Would these accomidations be just for those there on military purposes only?  Or general useage for military members?


----------



## aesop081 (25 May 2005)

GrimRX said:
			
		

> Would these accomidations be just for those there on military purposes only?   Or general useage for military members?

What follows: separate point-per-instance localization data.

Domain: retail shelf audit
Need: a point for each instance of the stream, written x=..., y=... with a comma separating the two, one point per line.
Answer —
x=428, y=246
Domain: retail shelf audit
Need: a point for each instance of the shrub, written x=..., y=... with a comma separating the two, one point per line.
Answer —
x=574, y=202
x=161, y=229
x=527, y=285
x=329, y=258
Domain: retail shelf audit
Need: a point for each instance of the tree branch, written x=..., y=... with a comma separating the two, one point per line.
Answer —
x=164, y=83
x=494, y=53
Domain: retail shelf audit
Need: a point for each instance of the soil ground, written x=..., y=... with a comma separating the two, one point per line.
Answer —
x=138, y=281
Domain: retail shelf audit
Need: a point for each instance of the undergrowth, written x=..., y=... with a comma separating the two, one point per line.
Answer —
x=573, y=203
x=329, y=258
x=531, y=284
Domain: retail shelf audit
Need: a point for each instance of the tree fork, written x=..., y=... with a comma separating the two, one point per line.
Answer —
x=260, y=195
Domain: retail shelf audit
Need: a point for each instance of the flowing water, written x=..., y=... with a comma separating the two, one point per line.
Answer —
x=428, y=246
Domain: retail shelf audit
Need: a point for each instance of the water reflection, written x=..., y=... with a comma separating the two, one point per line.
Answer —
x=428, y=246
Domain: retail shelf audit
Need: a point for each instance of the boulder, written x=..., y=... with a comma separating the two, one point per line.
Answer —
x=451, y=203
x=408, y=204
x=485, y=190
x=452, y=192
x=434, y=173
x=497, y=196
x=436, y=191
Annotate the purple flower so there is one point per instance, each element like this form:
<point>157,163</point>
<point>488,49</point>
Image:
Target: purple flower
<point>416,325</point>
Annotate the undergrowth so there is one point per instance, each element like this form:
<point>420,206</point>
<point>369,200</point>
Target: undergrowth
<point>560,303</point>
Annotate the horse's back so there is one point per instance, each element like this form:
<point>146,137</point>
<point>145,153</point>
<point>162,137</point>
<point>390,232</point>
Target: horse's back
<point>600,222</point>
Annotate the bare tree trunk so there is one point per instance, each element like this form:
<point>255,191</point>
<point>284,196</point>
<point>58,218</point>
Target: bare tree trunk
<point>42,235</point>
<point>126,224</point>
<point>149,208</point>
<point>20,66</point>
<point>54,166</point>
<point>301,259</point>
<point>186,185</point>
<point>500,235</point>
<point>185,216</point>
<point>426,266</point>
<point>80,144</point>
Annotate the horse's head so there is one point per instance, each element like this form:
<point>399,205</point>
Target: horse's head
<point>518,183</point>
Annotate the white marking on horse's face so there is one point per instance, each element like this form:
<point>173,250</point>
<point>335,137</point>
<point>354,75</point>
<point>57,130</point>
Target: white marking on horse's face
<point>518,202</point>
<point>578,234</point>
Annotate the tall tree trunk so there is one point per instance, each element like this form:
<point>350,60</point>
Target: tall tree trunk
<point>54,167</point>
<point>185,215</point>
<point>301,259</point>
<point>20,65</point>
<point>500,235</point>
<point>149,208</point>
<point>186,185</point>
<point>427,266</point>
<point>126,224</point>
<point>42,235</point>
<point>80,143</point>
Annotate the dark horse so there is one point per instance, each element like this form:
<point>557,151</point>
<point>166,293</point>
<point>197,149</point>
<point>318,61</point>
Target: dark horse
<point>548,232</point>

I used it going to montreal on leave.  Got there at night, told the base duty NCO i was on leave..he gave me keys to a room and that was it.


----------



## kincanucks (25 May 2005)

If it is official DND business, the Maritime Plaza (115 per night) was nice and it is centrally located on Guy Street


----------



## bwatch (6 Sep 2012)

I might be going back to Montreal to be with my Regiment to take part in the Remembrance Day Parade (Sea of Red Hackles) and I was thinking about Longue-Pointe Garrison too for Accommodations. I am going alone anyway from Vancouver.


----------



## honestyrules (6 Sep 2012)

I haven't stayed on base in Longue-pointe. But I know they just definitely closed the kitchen on august 31st 2012!
Of course there is still a little cafeteria at Base HQ, plenty of restaurants in Mtl and a Timmies really close to the base, but just to let the OP know...

You can read the article on page 5, bottom right.
http://www.journalservir.com/ftp/journaux/VOL_19_NO_04_SERVIR_2012_08_29.pdf?time=1346925002


----------



## The_Dictat (6 Sep 2012)

As 31 august 2012, there is no longer accomodations and DND food services available in Longue-Pointe. You have to use commercial facilities.


----------